Nonhosonno (2001): Netflix, Infinity
Dario Argento torna alla purezza del genere thriller che l'ha reso celebre, ma i tempi sono cambiati: pur riconoscendo ancora qualche debole scintilla sotto la cenere (notevole la sequenza di apertura sul treno), il risultato è fiacco, la tecnica è stanca e svogliata, le idee di base ripetitive. E gli attori, come al solito, regalano momenti da dimenticare, da un Max von Sydow fuori parte a una spaesata Chiara Caselli.
Il cartaio (2004): Infinity
Titolo demenziale per un pietoso tentativo, da parte di Dario Argento, di ritornare ai fasti degli anni passati: il pretesto giallistico è assurdo, la sceneggiatura insensata.
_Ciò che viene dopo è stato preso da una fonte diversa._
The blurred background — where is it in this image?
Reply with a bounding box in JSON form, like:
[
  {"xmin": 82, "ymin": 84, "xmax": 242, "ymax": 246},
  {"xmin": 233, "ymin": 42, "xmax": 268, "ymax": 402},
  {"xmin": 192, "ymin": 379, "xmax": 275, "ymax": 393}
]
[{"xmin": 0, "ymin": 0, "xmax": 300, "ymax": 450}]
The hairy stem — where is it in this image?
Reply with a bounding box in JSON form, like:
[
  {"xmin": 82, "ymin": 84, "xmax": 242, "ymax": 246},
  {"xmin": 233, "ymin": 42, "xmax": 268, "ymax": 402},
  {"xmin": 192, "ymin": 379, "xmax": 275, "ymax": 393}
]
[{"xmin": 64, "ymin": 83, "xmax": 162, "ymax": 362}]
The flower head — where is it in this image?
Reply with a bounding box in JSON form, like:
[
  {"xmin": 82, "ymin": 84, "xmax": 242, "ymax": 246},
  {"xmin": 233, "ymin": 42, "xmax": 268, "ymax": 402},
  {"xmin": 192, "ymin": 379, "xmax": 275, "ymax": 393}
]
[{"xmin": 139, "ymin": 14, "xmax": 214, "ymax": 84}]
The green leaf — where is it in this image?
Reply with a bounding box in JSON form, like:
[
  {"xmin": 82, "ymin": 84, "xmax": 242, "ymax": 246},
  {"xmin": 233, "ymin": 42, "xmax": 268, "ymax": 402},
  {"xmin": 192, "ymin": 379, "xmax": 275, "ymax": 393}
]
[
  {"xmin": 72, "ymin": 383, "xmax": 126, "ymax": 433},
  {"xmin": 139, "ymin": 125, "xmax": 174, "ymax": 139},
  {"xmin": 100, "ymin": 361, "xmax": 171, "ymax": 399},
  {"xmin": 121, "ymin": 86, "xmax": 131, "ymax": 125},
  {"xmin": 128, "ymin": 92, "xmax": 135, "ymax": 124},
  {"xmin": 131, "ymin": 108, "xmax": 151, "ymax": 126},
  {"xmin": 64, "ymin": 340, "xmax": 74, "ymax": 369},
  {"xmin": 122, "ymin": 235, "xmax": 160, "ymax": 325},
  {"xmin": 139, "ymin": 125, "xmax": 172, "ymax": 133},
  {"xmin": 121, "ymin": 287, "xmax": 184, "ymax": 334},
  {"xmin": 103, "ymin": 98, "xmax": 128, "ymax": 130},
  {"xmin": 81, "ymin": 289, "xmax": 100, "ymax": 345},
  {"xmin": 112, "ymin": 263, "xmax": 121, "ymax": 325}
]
A completare il quadro, osceni effetti speciali di Sergio Stivaletti (chapeau all'aspetto gommoso dei cadaveri) e una recitazione (di quasi tutto il cast) che definire amatoriale è generoso.
La terza madre (2007): Infinity
La sequenza iniziale dell'omicidio è abbastanza sadica da stuzzicare la curiosità dei fan più accaniti ma, con il proseguire della trama, la coerenza si perde completamente (i legami con i film precedenti sono forzati e pretestuosi) e il tutto affonda nella demenzialità più pura. Dialoghi beceri e pessime interpretazioni fanno il resto.
Giallo (2009): Amazon Prime Video
Guardando Giallo viene spontaneo chiedersi se Dario Argento stia volutamente sbeffeggiando lo spettatore oppure no: nulla funziona in questo catalogo di assurdità, dall'uso polisemantico del titolo (“giallo” starebbe a indicare il genere, il colore del taxi e il problema fisico di cui soffre l'assassino... e già sarebbe sufficiente) alla decisione di far interpretare all'attore protagonista il duplice ruolo di detective e criminale (Byron Deidra è l'anagramma di Adrien Brody: gran colpo di genio).